Выцветшие голубые глаза смотрели прямо на Олю. Старуха видела ее! Живой, осмысленный, голодный взгляд тянул к себе с такой силой, что засосало под ложечкой.
– Я поднос на стол поставлю, – тихо сказала Оля.
– Сука, – очень ровно сказала Елена Васильевна и начала подниматься – громоздкая, неповоротливая, жуткая. – Ты никуда не пойдешь. Знаешь, что мы с ним сделали? Тринадцатого мая восемьдесят девятого года был задержан за пересечение границы неба в неположенном месте и расстрелян, невзирая на апелляцию крыльями. Двадцать восьмого мая того же года был убит за недоказанностью факта человеческого происхождения.
Оля попятилась.
– Баба Лена!
– Восьмого июня того же года ожил по специальной программе, вернулся в Читинскую область, где продолжил свою подрывную деятельность и был вскрыт консервным ножом как истекший сроком годности…
Кукла с заевшей программой официально зачитывала одну за другой причины смерти, не делая пауз и не останавливаясь, чтобы перевести дыхание. Толстые бледные губы шевелились, голубые глаза тянули Олю к себе; несколько невыносимо страшных секунд ей казалось, что у нее вот-вот подогнутся колени, и тогда ее подтащит, точно примагниченную скрепку, к этой железной бабе, идолу с громкоговорителем внутри.
– Елена Васильевна!
– Пятнадцатого сентября был пойман в тюремной камере и оскоплен без соответствующих…
Оля пошатнулась и уронила поднос.
Красный борщ залил половицы. Из густой жижи обломками раздробленной кости торчали белые куски фарфора.

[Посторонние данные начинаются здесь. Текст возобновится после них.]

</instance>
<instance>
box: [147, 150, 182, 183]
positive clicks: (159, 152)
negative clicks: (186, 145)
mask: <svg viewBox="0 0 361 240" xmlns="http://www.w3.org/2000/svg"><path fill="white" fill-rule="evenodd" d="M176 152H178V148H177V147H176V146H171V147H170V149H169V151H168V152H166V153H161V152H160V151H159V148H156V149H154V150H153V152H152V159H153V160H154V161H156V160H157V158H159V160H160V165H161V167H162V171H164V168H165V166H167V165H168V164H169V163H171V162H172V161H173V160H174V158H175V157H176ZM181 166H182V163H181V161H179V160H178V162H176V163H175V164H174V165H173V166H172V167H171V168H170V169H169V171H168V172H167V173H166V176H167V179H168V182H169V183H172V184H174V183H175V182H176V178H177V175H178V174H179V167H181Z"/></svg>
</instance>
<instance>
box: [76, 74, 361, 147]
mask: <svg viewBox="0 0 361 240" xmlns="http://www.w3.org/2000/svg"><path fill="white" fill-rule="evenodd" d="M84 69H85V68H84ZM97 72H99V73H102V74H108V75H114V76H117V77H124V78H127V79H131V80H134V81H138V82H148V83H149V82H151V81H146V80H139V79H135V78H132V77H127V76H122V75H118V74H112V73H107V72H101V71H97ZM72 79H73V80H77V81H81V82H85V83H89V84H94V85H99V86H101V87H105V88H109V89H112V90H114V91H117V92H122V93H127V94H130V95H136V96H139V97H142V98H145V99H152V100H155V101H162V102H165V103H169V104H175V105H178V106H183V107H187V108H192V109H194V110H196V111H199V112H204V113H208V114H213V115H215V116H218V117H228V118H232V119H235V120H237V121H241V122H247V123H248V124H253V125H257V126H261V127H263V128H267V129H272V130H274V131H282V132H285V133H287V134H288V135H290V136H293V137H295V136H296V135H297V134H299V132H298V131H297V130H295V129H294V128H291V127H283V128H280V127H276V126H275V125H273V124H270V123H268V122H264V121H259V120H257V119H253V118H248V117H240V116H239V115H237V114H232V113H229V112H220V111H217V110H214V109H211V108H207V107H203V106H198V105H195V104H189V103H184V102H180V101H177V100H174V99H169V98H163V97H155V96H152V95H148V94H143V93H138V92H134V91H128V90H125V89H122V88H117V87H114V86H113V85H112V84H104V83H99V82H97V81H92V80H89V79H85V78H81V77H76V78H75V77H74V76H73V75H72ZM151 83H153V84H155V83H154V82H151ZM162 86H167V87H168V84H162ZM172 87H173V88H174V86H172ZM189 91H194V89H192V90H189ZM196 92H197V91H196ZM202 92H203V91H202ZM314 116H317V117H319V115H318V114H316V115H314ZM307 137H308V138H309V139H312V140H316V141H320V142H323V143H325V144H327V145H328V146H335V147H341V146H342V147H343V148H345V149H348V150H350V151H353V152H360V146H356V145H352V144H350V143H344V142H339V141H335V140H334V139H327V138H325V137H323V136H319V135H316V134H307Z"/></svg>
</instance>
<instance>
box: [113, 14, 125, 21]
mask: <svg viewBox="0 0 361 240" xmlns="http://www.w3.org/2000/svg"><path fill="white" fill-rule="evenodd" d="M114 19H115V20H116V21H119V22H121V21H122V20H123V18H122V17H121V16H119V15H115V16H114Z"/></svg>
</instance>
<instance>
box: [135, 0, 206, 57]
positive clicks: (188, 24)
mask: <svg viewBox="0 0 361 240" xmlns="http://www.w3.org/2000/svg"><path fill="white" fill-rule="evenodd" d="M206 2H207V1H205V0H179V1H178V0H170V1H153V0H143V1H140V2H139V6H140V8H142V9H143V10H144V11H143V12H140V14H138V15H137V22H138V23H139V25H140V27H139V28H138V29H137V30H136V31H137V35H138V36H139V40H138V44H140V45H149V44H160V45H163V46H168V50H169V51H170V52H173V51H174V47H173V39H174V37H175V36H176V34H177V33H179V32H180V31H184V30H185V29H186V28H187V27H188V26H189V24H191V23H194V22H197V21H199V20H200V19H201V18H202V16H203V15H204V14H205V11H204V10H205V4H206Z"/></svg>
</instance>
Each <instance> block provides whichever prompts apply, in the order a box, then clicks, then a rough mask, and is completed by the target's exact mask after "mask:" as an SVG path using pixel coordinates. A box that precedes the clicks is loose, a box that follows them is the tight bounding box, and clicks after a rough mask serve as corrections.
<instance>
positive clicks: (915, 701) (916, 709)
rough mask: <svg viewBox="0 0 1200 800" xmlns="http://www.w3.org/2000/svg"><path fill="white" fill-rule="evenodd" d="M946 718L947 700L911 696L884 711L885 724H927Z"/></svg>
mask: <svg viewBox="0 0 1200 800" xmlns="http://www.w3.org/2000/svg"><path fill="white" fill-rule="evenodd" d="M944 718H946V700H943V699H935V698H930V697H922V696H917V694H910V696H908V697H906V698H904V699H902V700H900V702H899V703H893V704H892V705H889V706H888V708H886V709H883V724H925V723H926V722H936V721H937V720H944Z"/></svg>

Старуху словно прострелили навылет. Она дернулась и вдруг пришла в себя.
– Кор-рова! Тащи тряпку!
Оля пристально взглянула на бабушку. Механическая кукла исчезла. Старая женщина со злобой смотрела на нее и требовала у своего бога, чтобы отец чаще порол криворукую дуру.
Позже девочка убедилась, что с бабой Леной иногда случаются… зависания. Ее охватывает неподвижность, пробуждение от которой выглядит как неостановимый бред, изложенный тяжеловесным канцелярским языком. Словно кто-то назначил ее делопроизводителем в аду.
Отцу о происходящем говорить нельзя. Оля своими глазами видела, как, зайдя вечером к бабе Лене, папа стаскивает с нее тапочки и благоговейно целует раздутые красные ступни.
Мама недавно нарушила негласный запрет.
«…Коленька, мне нужно тебе кое-что сказать. Бабушка кричит на Олю дурными словами».
Это правда, только мама не должна была об этом знать. Оля держала язык за зубами. Мать сама услышала, забежав как-то домой с работы в неурочное время.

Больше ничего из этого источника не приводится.